Pork Bafad
Ingredients
1 Kg. Pork (Medium or Less Fat) Cubed as desired, cleant, washed & strained
1/2 Kg Onions, diced finely
12 Green Chillies slit
2 Pods Garlic, Chopped
4 inches Ginger, Chopped
1/2 cup of Tamarind Pulp (Thick)
1/4 cup of Vinegar
11/2 inch Cinnamon, 7-8 Peppercorns, 4 Cloves (Pounded Coarsely)
4 Tej Patta
Salt to taste
To be dry ground:
5 – 6 Cloves
2 Inches Cinnamon
7-8 Peppercorns
1 Tsp Turmeric Powder
11/2 Tsp Cummin Seeds
1 Tblsp Coriander Seeds
8 Madras Chillies
12 Kashmir Chillies
Method
- Mix all the ingredients mentioned including the masala and salt with the pork.

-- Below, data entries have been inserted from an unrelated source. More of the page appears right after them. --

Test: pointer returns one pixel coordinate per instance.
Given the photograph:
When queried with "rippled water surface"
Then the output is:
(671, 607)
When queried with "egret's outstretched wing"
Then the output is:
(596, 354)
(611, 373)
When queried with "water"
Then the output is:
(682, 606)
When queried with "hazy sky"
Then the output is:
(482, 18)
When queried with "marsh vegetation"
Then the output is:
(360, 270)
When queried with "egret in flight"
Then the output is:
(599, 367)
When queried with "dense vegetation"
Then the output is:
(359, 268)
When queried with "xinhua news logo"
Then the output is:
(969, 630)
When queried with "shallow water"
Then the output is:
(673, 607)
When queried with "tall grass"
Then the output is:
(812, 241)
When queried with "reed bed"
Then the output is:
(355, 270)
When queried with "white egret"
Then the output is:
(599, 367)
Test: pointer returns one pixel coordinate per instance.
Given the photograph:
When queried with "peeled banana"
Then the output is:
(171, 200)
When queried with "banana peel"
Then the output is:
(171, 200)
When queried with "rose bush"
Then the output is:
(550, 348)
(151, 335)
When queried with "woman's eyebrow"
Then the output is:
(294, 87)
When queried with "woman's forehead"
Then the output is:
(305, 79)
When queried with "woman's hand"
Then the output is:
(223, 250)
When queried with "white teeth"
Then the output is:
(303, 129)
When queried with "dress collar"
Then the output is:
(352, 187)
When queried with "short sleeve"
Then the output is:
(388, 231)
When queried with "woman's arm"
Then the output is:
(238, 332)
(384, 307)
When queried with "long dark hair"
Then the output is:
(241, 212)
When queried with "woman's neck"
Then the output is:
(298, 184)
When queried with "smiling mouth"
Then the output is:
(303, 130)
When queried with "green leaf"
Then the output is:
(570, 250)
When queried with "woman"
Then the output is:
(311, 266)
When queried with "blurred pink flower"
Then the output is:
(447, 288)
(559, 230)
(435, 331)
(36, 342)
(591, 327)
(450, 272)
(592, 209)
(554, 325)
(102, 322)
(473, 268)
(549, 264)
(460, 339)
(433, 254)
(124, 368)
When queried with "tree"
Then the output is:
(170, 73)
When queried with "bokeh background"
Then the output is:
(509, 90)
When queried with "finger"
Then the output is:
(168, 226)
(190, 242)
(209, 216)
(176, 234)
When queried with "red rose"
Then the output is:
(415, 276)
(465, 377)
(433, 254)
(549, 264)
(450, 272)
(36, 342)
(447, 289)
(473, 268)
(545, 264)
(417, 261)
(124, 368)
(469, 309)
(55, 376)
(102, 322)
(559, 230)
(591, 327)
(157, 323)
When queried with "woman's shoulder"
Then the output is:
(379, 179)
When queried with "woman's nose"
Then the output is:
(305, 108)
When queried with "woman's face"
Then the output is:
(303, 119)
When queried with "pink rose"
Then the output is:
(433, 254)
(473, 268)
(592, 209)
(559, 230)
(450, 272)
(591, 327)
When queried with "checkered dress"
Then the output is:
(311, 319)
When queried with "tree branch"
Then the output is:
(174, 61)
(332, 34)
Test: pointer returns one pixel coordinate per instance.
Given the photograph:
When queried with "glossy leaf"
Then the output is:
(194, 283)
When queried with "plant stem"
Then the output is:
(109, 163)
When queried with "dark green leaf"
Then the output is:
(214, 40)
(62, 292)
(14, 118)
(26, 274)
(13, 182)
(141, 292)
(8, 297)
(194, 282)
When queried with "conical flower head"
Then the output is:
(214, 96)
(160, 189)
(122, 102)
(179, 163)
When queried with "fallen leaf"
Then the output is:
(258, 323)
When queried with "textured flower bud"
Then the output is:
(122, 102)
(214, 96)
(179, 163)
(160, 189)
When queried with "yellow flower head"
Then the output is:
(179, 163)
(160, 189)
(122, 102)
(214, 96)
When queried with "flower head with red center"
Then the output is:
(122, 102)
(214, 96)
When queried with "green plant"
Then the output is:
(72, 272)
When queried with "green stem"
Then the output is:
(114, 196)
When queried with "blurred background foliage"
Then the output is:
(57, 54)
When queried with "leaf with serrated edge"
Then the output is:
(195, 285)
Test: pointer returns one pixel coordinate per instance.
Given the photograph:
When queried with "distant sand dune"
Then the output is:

- Cover and cook till it boils and pork pieces leave water.
- Check for salt and vinegar. If needed.
- Stir occasionally to prevent the pork sticking to the bottom of the vessel.
- Cover and lower the gas to medium or a little less than medium and cook till the pork meat pieces are tender.
- It tastes best when made a day or before eating.
- For storing in the refrigerator, heat thoroughly stirring the meat to the heat.
- Then cool it totally and store in the refrigerator.
- Remove as much quantity required, heat and serve.